Conformal Blocks in 2d Carrollian/Galilean CFTs and Excited State Entanglement Entropy

TL;DR

This paper computes the entanglement entropy of excited states in 2D Carrollian/Galilean CFTs, showing it matches holographic predictions and supports flat space holography and the Flat/CCFT correspondence.

Contribution

It introduces a novel derivation of heavy-light conformal blocks in large central charge CFTs and demonstrates their role in reproducing holographic entanglement entropy.

Findings

Entanglement entropy of excited states has a thermal form.

Field-theoretic results match holographic computations.
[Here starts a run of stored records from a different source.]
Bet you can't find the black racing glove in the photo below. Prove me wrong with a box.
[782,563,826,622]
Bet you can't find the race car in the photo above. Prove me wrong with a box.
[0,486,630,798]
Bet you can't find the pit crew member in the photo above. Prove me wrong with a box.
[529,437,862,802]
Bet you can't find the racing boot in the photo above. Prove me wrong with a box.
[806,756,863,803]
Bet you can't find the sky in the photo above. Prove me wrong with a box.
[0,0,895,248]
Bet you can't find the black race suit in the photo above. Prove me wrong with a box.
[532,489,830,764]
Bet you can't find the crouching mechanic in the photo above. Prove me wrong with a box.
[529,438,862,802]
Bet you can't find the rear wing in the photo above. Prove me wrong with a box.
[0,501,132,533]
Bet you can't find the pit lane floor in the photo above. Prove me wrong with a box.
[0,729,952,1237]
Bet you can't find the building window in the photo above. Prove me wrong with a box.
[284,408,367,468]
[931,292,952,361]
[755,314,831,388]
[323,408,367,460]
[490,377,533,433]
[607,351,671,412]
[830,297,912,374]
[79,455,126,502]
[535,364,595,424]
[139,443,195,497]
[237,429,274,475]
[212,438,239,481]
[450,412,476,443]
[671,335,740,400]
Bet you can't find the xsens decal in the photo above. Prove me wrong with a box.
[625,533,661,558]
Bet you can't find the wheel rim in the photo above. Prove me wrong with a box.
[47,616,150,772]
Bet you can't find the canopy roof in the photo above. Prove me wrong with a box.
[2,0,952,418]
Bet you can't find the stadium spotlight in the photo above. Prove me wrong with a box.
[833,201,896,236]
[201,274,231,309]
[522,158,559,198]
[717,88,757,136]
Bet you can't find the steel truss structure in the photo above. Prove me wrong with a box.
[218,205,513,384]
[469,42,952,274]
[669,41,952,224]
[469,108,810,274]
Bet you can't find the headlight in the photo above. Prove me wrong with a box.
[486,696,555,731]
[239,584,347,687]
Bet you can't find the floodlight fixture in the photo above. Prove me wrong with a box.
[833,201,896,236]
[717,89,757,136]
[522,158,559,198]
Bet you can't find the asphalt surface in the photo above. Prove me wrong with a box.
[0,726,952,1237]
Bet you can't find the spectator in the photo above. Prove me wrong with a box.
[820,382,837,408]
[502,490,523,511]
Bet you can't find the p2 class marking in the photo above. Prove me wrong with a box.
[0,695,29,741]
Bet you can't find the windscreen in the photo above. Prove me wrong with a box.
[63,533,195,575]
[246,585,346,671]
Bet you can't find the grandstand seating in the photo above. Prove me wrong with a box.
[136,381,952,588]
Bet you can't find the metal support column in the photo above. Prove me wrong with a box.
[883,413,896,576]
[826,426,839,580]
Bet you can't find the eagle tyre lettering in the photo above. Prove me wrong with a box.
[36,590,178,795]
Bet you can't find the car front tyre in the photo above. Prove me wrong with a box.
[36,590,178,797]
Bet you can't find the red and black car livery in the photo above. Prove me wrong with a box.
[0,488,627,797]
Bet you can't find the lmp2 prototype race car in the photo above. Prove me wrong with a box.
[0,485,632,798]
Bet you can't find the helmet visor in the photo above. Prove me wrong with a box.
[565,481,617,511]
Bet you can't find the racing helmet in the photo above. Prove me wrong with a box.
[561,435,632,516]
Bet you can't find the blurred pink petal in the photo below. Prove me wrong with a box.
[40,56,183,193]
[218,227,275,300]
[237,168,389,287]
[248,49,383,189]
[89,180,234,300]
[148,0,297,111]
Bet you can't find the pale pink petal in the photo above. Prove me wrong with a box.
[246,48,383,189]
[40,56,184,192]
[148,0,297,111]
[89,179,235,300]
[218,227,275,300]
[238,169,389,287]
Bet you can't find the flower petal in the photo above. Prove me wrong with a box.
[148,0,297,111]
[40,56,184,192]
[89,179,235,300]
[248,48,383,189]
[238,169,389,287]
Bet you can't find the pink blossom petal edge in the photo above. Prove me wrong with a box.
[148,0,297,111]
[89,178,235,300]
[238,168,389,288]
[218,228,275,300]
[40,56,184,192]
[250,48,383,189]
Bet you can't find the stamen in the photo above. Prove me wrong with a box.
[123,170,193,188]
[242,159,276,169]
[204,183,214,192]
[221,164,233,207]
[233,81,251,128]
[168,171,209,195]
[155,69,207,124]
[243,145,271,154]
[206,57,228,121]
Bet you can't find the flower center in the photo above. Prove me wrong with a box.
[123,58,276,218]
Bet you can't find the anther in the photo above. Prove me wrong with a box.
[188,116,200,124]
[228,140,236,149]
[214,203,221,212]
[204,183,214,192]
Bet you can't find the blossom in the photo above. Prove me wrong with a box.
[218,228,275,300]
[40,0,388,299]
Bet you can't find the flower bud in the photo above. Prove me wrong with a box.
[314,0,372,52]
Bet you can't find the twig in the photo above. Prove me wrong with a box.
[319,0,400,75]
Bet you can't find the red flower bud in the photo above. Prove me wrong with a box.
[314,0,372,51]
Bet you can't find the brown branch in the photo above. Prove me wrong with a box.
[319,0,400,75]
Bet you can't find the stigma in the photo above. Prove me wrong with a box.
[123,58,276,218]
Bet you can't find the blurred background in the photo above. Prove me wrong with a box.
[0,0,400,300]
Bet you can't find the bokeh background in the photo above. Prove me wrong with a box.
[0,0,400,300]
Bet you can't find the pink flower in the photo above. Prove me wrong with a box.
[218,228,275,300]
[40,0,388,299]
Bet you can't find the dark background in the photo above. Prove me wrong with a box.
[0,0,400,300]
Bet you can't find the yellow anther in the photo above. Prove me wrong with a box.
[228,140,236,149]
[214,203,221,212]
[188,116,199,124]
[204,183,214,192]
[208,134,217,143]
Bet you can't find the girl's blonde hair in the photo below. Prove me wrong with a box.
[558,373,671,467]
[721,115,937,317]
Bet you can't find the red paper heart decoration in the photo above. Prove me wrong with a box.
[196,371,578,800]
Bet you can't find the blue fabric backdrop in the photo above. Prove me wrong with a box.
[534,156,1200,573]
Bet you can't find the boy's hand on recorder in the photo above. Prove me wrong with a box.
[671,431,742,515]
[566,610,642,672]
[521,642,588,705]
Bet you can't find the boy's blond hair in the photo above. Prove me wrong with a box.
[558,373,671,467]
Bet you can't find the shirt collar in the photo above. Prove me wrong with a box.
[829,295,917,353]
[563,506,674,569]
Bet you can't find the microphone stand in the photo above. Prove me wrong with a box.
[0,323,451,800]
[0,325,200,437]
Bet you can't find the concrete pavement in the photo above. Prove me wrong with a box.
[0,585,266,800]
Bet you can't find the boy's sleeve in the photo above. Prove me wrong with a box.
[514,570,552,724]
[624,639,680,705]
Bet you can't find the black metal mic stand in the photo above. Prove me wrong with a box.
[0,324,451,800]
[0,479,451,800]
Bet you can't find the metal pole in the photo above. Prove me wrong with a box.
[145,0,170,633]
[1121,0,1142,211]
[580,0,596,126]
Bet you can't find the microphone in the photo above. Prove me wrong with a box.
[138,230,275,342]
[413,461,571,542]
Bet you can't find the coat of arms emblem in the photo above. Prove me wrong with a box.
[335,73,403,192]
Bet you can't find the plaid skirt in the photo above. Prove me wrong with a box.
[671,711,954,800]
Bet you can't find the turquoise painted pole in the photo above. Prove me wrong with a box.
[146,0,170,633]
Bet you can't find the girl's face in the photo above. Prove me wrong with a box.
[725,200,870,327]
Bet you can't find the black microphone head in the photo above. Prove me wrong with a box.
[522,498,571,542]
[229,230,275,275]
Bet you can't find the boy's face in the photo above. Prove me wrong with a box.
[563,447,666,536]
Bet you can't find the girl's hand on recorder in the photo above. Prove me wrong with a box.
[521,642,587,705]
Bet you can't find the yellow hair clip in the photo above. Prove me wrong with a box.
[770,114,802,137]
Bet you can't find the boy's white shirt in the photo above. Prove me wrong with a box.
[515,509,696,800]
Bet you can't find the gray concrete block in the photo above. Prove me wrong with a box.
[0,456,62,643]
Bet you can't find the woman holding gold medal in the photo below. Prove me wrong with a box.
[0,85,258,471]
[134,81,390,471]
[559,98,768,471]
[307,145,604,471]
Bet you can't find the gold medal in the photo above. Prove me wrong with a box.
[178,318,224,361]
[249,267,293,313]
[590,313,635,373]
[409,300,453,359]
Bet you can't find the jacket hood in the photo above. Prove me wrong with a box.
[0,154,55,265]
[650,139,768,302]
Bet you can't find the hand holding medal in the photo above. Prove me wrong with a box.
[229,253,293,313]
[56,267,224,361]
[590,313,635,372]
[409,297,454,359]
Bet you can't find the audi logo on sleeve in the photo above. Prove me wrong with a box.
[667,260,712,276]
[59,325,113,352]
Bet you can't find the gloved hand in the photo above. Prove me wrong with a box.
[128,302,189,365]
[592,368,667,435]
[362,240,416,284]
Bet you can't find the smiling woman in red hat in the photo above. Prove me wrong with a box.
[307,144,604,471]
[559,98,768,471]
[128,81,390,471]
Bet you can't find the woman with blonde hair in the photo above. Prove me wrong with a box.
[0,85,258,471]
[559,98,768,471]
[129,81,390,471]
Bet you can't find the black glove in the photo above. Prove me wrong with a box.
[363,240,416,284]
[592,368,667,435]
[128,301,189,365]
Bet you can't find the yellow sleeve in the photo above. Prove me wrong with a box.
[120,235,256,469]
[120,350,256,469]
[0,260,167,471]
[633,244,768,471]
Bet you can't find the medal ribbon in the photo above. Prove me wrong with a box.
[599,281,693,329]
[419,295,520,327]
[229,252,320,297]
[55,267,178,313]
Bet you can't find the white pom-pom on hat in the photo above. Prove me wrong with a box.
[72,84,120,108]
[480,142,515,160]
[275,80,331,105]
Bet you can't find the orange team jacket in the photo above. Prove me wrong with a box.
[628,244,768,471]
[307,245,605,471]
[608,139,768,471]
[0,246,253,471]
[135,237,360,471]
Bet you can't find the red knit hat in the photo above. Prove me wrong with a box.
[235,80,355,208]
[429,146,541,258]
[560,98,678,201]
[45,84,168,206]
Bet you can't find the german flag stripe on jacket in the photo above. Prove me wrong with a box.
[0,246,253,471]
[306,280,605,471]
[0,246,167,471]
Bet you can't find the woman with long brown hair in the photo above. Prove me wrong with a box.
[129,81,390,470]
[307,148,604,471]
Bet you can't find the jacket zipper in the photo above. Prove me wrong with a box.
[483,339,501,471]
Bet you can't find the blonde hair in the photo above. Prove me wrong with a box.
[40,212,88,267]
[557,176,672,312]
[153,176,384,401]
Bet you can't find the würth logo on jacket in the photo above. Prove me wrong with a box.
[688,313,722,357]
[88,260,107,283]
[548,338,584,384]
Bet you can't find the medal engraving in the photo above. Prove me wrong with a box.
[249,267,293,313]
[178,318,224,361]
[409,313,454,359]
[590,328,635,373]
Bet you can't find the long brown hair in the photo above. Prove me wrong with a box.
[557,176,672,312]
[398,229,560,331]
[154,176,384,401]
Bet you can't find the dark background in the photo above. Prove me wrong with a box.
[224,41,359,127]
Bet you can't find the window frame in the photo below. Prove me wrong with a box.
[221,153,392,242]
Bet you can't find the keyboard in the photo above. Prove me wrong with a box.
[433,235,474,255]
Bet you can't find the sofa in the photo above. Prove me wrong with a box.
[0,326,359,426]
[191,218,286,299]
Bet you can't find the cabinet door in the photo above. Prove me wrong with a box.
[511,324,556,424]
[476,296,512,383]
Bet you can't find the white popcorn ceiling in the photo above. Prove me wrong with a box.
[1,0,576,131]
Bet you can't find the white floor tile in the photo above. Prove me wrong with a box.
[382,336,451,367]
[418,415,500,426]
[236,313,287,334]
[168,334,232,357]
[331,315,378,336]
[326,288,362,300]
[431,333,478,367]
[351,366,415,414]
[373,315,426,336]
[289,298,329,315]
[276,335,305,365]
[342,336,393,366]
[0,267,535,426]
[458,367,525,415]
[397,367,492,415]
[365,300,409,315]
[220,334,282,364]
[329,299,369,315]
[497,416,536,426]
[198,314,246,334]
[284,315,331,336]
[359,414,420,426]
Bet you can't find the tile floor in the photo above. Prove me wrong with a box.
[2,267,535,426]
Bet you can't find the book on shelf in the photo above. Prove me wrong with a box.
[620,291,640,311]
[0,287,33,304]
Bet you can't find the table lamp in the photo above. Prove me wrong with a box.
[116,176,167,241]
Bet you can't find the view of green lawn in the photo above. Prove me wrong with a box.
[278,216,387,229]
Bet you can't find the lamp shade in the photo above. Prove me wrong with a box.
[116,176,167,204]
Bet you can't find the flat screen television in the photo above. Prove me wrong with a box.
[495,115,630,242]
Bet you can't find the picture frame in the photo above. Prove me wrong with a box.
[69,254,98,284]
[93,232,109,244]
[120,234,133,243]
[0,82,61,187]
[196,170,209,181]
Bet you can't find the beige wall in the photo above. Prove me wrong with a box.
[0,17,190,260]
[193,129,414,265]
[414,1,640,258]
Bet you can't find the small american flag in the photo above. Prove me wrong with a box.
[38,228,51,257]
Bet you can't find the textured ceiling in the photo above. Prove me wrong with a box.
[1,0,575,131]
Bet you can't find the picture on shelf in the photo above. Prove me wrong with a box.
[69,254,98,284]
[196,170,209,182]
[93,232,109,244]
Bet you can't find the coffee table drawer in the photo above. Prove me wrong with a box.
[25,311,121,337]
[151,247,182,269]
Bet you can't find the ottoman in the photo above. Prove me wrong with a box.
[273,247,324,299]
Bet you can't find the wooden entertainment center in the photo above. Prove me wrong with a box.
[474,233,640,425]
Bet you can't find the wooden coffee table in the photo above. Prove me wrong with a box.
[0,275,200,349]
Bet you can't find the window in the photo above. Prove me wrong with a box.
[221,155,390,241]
Establishes a dictionary between boundary state parameters and bulk spacetime properties.

Abstract

We advance the study of flat space holography by computing the entanglement entropy of highly excited states in two-dimensional Carrollian/Galilean Conformal Field Theories (C/G CFTs). Our approach is centered on a novel, physically intuitive derivation of the heavy-light conformal block in the large central charge limit, where the backreaction of heavy operators is absorbed by a C/G conformal coordinate transformation. Using this result and the replica trick, we find that the entanglement entropy of highly excited states assumes a thermal form, providing a concrete realization of the Eigenstate Thermalization Hypothesis (ETH). This field-theoretic result perfectly reproduces the holographic entanglement entropy computed via the swing surface proposal in three-dimensional Einstein gravity, for backgrounds corresponding to spinning particles and Flat Space Cosmological solutions. This agreement establishes a precise dictionary relating the weight $\Delta$ and charge $\xi$ of the boundary state to the mass $m$ and angular momentum $j$ of the dual spacetime, offering a powerful consistency check for the Flat/CCFT correspondence.